Your solution in the second part of the email does not solve the problem you indicated in the first part of your email.

On Sun, Oct 21, 2018, 23:41 Ryan Havar via bitcoin-dev <bitcoin-dev@lists.linuxfoundation.org> wrote:
Right now it's just *way* too easy to spot the boundaries between different wallets. There's a lot of things that contribute to that, but the one that concerns me the most is the way wallets sort transaction inputs and outputs.

Some wallets and protocols (especially HW wallets) have a strong preference for deterministic sorting (i.e. using bip69), while other wallets have a lot of objections to this.

I'm not sure I fully understand the objections, but I think they can be summarized as "during the transition period there will be a lot of privacy loss" and "if in the future someone wants to use bitcoin in a way that's not compatible with bip69 their transactions will stick out heavily".

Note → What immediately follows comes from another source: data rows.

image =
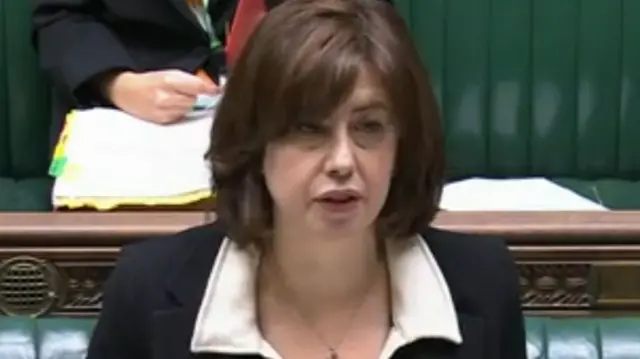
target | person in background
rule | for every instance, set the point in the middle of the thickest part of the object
(328, 159)
(150, 58)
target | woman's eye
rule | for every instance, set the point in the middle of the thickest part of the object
(308, 128)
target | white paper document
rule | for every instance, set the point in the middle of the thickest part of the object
(110, 154)
(529, 194)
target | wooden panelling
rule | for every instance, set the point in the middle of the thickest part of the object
(570, 262)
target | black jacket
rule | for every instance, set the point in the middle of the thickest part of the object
(78, 40)
(152, 298)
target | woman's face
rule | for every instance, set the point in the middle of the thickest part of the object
(334, 176)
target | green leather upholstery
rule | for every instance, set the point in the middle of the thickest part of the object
(547, 338)
(583, 338)
(526, 88)
(24, 115)
(537, 88)
(47, 338)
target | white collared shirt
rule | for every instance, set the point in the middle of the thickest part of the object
(421, 304)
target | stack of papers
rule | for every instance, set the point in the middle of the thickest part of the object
(526, 194)
(107, 158)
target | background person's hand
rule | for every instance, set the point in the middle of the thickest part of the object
(159, 96)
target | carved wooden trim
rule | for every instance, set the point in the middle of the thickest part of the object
(570, 263)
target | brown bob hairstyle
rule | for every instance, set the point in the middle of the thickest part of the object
(303, 61)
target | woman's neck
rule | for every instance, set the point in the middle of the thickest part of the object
(320, 275)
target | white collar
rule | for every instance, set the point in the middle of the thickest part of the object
(227, 323)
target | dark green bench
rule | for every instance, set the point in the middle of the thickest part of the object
(527, 88)
(547, 338)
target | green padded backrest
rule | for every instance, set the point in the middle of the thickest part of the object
(534, 87)
(25, 114)
(583, 338)
(547, 338)
(47, 338)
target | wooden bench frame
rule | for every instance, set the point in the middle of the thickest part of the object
(570, 262)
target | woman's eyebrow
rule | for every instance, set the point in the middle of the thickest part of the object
(369, 104)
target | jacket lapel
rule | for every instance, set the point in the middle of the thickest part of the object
(172, 327)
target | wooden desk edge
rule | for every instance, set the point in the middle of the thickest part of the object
(621, 225)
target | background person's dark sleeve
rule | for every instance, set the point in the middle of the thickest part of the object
(75, 48)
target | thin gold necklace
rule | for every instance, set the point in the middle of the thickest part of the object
(306, 324)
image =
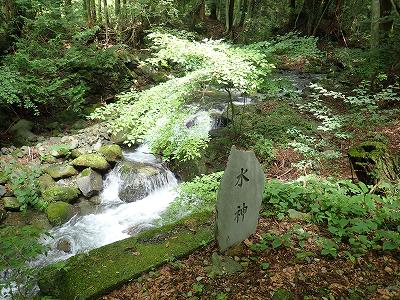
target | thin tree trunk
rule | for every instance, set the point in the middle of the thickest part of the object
(117, 8)
(213, 9)
(93, 10)
(229, 9)
(99, 13)
(106, 17)
(375, 15)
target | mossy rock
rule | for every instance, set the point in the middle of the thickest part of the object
(89, 182)
(88, 276)
(3, 177)
(95, 161)
(61, 171)
(112, 153)
(372, 162)
(60, 193)
(59, 213)
(45, 181)
(11, 204)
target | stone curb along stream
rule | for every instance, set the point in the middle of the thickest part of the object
(88, 276)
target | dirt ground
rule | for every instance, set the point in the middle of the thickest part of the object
(271, 274)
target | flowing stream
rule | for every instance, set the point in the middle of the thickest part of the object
(114, 219)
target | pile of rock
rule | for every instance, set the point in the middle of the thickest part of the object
(73, 169)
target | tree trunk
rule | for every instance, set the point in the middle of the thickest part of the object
(372, 163)
(106, 17)
(292, 16)
(117, 8)
(375, 16)
(99, 13)
(386, 22)
(213, 9)
(93, 10)
(229, 10)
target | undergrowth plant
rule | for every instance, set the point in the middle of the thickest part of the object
(351, 213)
(23, 182)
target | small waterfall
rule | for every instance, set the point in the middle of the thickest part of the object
(115, 219)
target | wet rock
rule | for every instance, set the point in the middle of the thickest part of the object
(45, 181)
(60, 193)
(11, 204)
(64, 245)
(95, 161)
(59, 213)
(61, 171)
(86, 207)
(78, 152)
(3, 177)
(138, 180)
(96, 200)
(3, 190)
(89, 182)
(112, 153)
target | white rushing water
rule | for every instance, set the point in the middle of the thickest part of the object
(114, 219)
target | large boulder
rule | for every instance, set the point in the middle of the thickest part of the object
(112, 153)
(11, 204)
(89, 182)
(59, 213)
(61, 171)
(94, 161)
(138, 180)
(60, 193)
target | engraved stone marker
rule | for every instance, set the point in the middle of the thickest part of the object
(239, 198)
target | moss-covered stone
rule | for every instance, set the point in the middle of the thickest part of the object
(3, 177)
(45, 181)
(95, 161)
(87, 276)
(11, 204)
(372, 162)
(59, 212)
(112, 153)
(60, 193)
(89, 182)
(61, 171)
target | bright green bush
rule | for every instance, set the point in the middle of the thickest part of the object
(158, 114)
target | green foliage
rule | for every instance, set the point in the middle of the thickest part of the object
(54, 67)
(159, 114)
(350, 212)
(23, 182)
(197, 195)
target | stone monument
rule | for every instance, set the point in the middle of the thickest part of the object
(239, 198)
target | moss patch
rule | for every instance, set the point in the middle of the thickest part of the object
(112, 153)
(59, 212)
(60, 193)
(103, 269)
(95, 161)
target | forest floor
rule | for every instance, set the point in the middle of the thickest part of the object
(286, 272)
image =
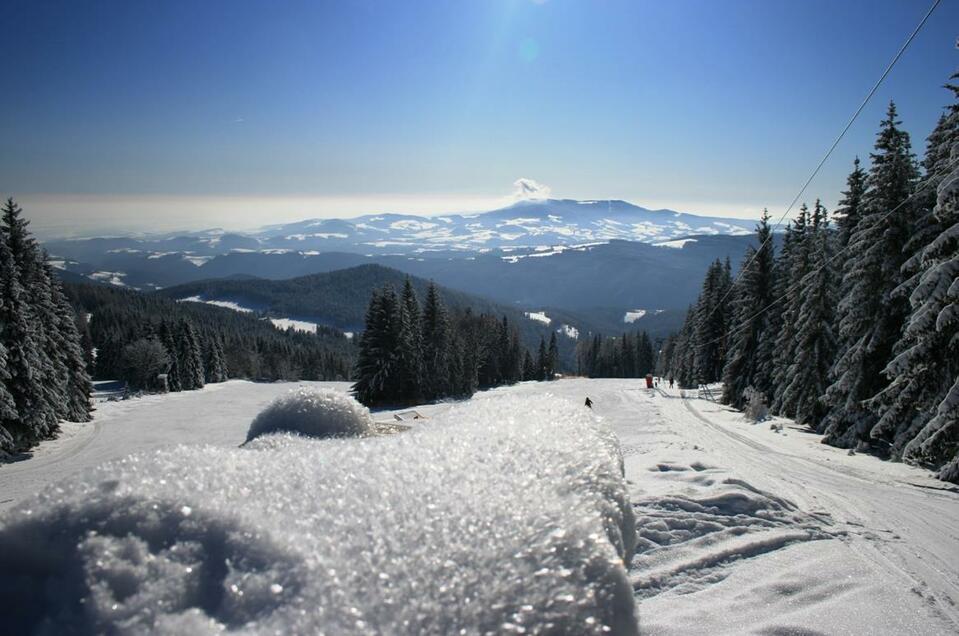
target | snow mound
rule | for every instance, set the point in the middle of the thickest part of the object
(313, 412)
(505, 515)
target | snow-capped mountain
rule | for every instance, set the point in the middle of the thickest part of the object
(534, 223)
(525, 224)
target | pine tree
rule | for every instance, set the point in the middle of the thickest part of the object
(552, 358)
(409, 359)
(849, 210)
(542, 360)
(645, 357)
(436, 346)
(26, 422)
(870, 315)
(919, 410)
(169, 341)
(78, 386)
(529, 367)
(214, 365)
(709, 326)
(750, 318)
(815, 340)
(189, 357)
(796, 262)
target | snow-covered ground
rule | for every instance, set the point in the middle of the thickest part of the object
(742, 529)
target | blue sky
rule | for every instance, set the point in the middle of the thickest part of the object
(144, 115)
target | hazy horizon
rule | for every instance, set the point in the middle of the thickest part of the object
(136, 117)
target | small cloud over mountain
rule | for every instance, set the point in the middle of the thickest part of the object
(527, 189)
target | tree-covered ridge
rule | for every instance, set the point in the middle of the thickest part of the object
(43, 372)
(410, 353)
(852, 331)
(340, 298)
(631, 355)
(195, 343)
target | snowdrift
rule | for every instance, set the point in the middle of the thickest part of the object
(505, 515)
(313, 412)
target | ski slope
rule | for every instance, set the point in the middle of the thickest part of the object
(741, 529)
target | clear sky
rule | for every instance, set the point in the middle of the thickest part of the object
(144, 115)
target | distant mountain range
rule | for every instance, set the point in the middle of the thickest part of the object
(601, 261)
(524, 224)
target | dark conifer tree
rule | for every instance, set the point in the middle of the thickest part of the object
(870, 315)
(750, 318)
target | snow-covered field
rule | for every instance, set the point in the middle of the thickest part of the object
(741, 529)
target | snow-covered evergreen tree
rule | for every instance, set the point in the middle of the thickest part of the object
(409, 358)
(27, 422)
(849, 210)
(815, 341)
(795, 265)
(871, 316)
(169, 340)
(78, 386)
(709, 324)
(919, 411)
(552, 357)
(189, 357)
(529, 367)
(436, 345)
(749, 317)
(214, 363)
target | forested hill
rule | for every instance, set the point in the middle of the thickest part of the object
(112, 319)
(340, 298)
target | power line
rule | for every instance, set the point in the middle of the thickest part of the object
(835, 143)
(747, 322)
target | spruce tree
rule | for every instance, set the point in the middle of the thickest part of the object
(542, 360)
(815, 340)
(26, 422)
(436, 339)
(529, 367)
(749, 318)
(189, 357)
(552, 358)
(78, 386)
(796, 262)
(409, 358)
(871, 316)
(919, 410)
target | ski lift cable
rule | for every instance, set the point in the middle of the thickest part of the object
(835, 143)
(748, 321)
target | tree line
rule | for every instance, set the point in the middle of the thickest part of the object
(853, 327)
(136, 337)
(628, 356)
(410, 353)
(43, 374)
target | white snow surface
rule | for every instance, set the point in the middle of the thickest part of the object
(506, 515)
(296, 325)
(676, 244)
(313, 412)
(742, 529)
(634, 315)
(226, 304)
(538, 316)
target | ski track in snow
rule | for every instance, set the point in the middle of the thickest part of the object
(741, 529)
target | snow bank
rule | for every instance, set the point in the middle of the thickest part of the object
(504, 515)
(313, 413)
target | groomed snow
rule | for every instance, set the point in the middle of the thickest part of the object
(313, 412)
(504, 515)
(538, 316)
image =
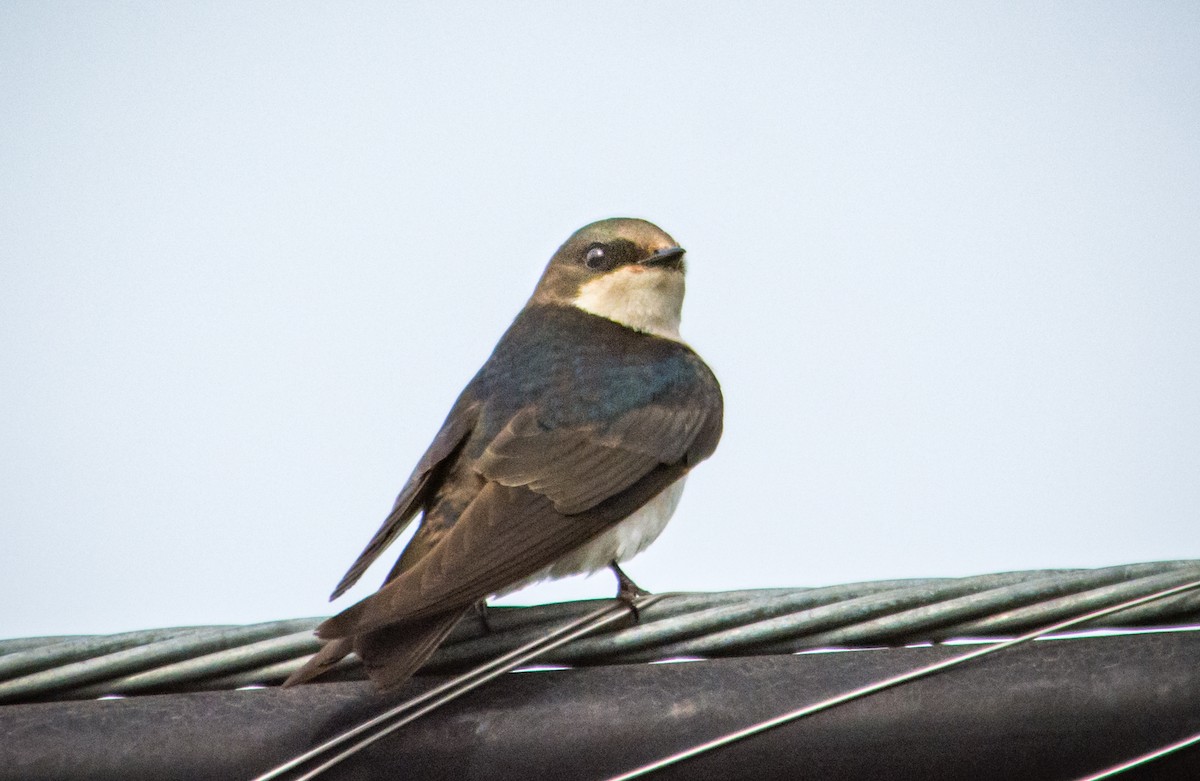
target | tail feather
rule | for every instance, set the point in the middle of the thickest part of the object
(391, 654)
(322, 661)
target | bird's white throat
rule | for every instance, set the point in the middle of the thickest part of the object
(642, 298)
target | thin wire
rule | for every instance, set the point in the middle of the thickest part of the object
(1144, 758)
(888, 683)
(457, 686)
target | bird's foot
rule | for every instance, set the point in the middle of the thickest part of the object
(627, 590)
(481, 612)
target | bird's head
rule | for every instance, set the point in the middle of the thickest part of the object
(622, 269)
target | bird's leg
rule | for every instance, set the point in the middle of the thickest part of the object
(481, 612)
(627, 590)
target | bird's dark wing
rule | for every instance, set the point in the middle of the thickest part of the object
(581, 466)
(445, 445)
(549, 492)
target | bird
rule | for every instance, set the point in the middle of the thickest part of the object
(565, 454)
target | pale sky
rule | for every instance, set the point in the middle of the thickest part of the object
(945, 259)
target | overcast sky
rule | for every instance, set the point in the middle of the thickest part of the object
(945, 259)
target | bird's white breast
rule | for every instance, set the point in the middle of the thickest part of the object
(621, 542)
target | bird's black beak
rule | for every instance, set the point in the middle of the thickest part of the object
(667, 258)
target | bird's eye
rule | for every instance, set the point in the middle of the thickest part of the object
(594, 258)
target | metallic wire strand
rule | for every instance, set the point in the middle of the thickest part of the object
(888, 683)
(724, 624)
(1179, 745)
(455, 688)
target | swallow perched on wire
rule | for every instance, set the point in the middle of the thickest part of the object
(565, 454)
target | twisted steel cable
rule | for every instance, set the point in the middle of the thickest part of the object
(720, 624)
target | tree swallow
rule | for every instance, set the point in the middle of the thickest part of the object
(565, 454)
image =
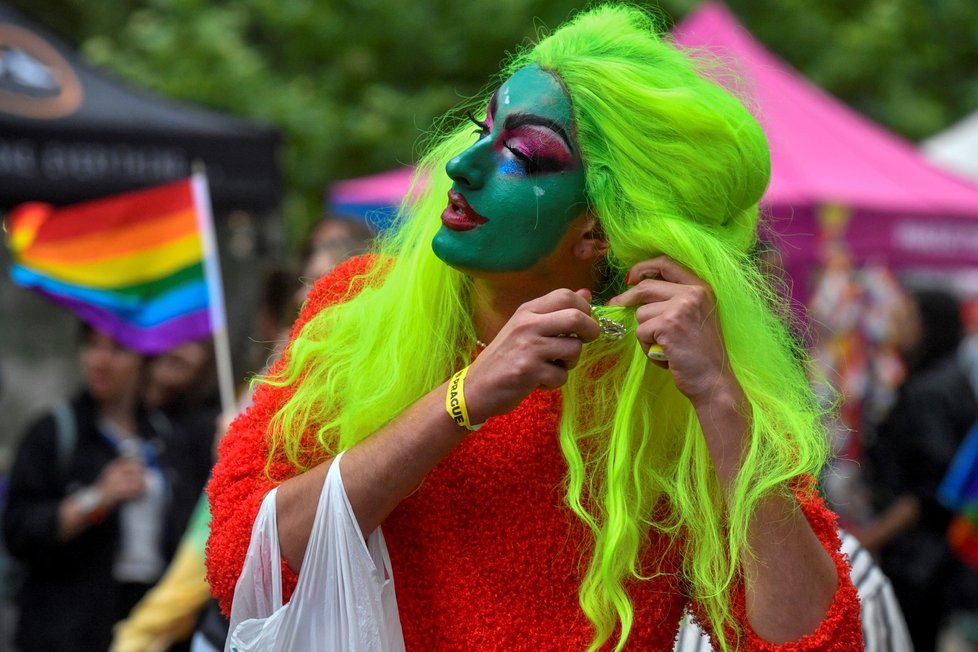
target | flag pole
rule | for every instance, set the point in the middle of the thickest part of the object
(215, 289)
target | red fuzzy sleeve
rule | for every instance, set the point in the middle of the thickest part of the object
(240, 481)
(840, 629)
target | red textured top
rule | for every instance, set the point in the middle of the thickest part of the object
(485, 554)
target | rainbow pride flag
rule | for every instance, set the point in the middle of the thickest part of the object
(134, 266)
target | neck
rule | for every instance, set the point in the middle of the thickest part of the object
(495, 299)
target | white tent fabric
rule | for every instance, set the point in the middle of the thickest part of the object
(956, 148)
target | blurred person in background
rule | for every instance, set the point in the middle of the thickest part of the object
(181, 605)
(334, 239)
(603, 492)
(182, 384)
(89, 514)
(906, 456)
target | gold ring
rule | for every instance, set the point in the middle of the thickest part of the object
(656, 353)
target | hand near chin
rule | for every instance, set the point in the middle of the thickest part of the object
(677, 311)
(537, 347)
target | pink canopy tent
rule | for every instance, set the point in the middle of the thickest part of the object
(835, 174)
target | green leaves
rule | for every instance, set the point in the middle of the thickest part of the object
(353, 84)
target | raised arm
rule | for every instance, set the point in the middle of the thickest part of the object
(380, 471)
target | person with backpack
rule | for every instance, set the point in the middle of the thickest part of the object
(89, 508)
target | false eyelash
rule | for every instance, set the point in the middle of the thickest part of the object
(481, 124)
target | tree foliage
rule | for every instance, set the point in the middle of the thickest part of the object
(352, 84)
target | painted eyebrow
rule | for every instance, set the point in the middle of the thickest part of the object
(514, 120)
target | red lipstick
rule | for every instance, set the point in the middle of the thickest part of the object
(458, 215)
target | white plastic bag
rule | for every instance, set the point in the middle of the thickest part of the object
(344, 601)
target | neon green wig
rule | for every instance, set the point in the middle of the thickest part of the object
(675, 165)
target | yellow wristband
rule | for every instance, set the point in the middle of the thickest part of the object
(455, 401)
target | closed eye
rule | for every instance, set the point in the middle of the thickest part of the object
(483, 126)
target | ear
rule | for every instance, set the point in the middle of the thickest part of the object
(592, 244)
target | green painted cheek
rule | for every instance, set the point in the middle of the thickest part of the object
(528, 217)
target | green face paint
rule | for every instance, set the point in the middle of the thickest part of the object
(519, 186)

I wonder if this impasse could be solved with deterministic sorting, but based on a semi-secret.  Like  `sortingSecret = hmac(walletSeed, "sortingSecret")` and then there's a standardized sort order based on the sortingSecret. e.g. sort inputs/output by the  `hash(data || sortingSecret)`.   Wallets could come up with their own way of computing (or storing) the "sortingSecret" but from there it's standardized.

I has the advantages of deterministic sorting (as long as you know the sortingSecret) you can verify it's done correctly and externally looks totally randomized.

Am I missing something, or could this be the way forward?